Quebec’s environmental review board says the risks associated with GNL Québec’s proposed Saguenay gas terminal project far outweigh its benefits.
The C$9-billion project would liquefy natural gas transported by pipeline from Western Canada, then export it by boat via the Saguenay Fjord, The Canadian Press reports.
“Two massive intertwined projects—the Gazoduc pipeline that will run from northern Ontario through the Abitibi and to the Saguenay, and the GNL Québec transformation plant in the Port of Saguenay—are being touted by proponents as an economic booster, job creator, and environmental innovator,” CBC explains. The BAPE report focused primarily on the LNG plant and marine terminal at the port, while the $5-billion pipeline will be subject to a separate assessment.
But meanwhile, the 500-page report from the provincial Office of Public Hearings on the Environment (BAPE) “states there is already significant global competition for LNG production and exportation, so the Saguenay project may not even be needed by the time construction is finished and the plant is up and running.”

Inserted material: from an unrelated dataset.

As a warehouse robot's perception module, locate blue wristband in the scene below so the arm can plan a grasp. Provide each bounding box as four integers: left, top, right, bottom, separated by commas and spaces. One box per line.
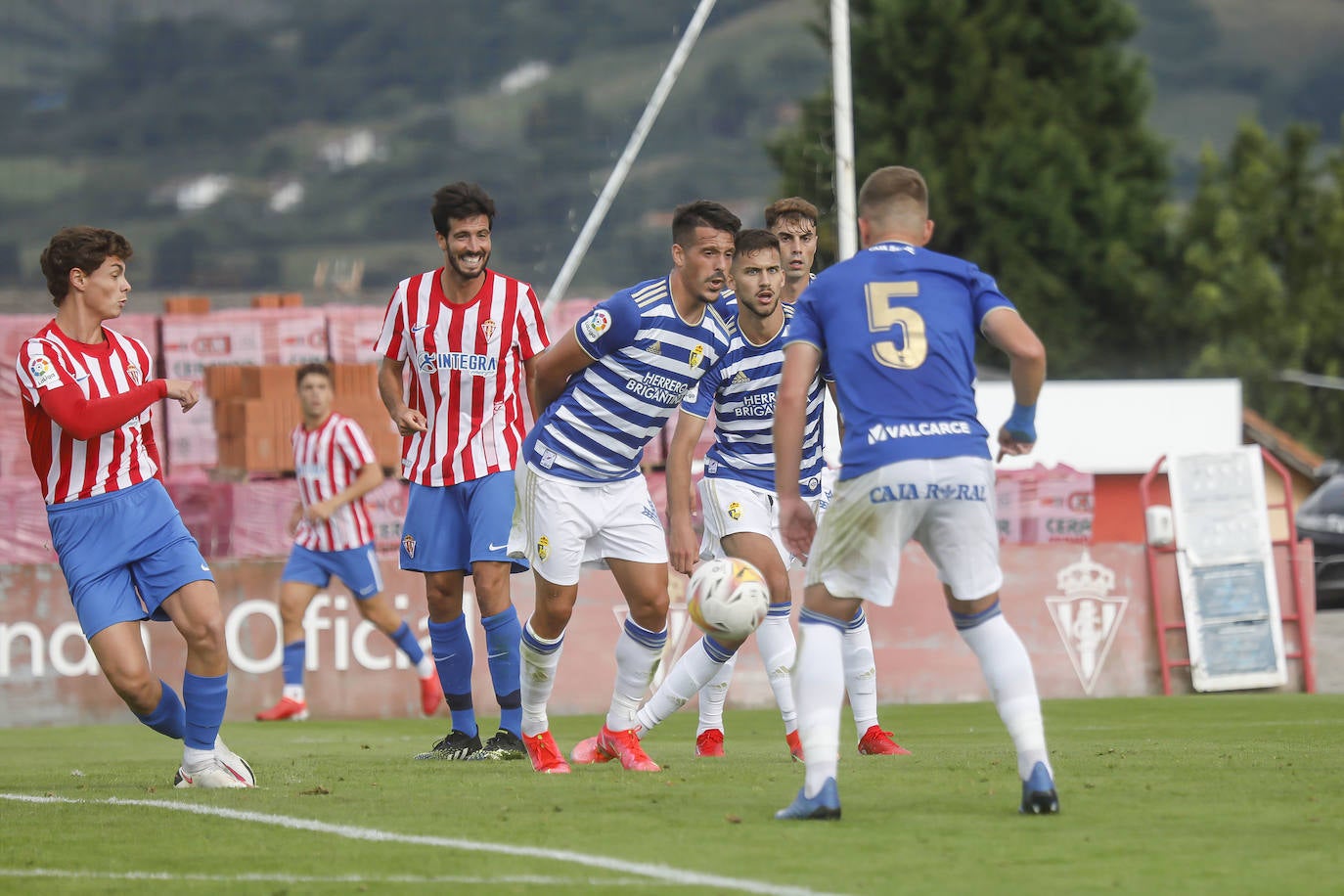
1004, 404, 1036, 443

Project proponents are calling GNL Québec one of the world’s greenest LNG plants, maintaining that endangered beluga whales in the fjord can be protected from passing tanker ships. “But the BAPE report is recommending the government take extra care to consider the risks to marine life, specifically the area’s beluga whale population, before making any decision about the project,” CBC says. “It also states the company didn’t provide any guarantees that exporting LNG from the Saguenay Fjord to international markets would reduce global greenhouse gas emissions, and it questioned the global demand for natural gas in the coming decades.”

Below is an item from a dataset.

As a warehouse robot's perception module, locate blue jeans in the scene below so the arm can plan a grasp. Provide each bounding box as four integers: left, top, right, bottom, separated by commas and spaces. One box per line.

The BAPE assessment “confirmed all the claims and positions of environmental groups about greenhouse gases and the impact on whales, specifically,” said Adrien Guibert-Barthez of the community-based Coalition Fjord.
“We should not have to debate whether or not we should construct more pipelines,” he added. “We should talk about how we can transition from fossil fuels to green energy.”
Nature Québec Director Alice-Anne Simard, called the report “devastating” for GNL Québec, adding that “the quicker we can put this project aside and say ‘no’, the quicker we can start all working together to put in place the green transition that we need.”
The BAPE said debate over the proposal is strongly polarized and that it couldn’t make any conclusions about the social acceptability of the project, even though that is one of the conditions set by the government for its authorization, CP writes. More than 90% of 2,500 public submissions to the BAPE opposed the project, the strongest showing on record in such environmental consultations.
The governing Coalition d’avenir Quebec (CAQ) supports the project, but opposition parties have argued against it. The Liberal party of Quebec last week changed its position to side with opponents.
CBC has GNL Québec interim president Tony LeVerger pledging to take the BAPE’s questions onboard and answer its questions. “Even though you can see some conclusions that may be a bit harsh at the end, as you get into the details and the contents, you realize it’s a lot more balanced,” he said. “As a company, we are optimistic we will be able to do it.”
But provincial environment minister Benoit Charette put the onus on the GNL Québec to deliver on that promise. “The report does not allow for the conclusion that one or more of those three conditions will be respected, so the ball is really in the promoter’s court,” he said.
Energy specialist Pierre-Olivier Pineau told CBC the BAPE report was tougher than he’d expected, adding that the commission should have limited its analysis to environmental factors, not project economics. [Because, as we’ve seen in Alberta, fossil companies never leave their messes behind for taxpayers to clean up when project economics fall apart—Ed.]
“I don’t see a bright future for the project,” Pineau said. “And I think for politicians, the BAPE report will be a clear indication that it is too sensitive to give the okay.”
The BAPE said the project should generate 6,000 direct and indirect jobs during construction, plus 1,350 direct and indirect jobs during operation.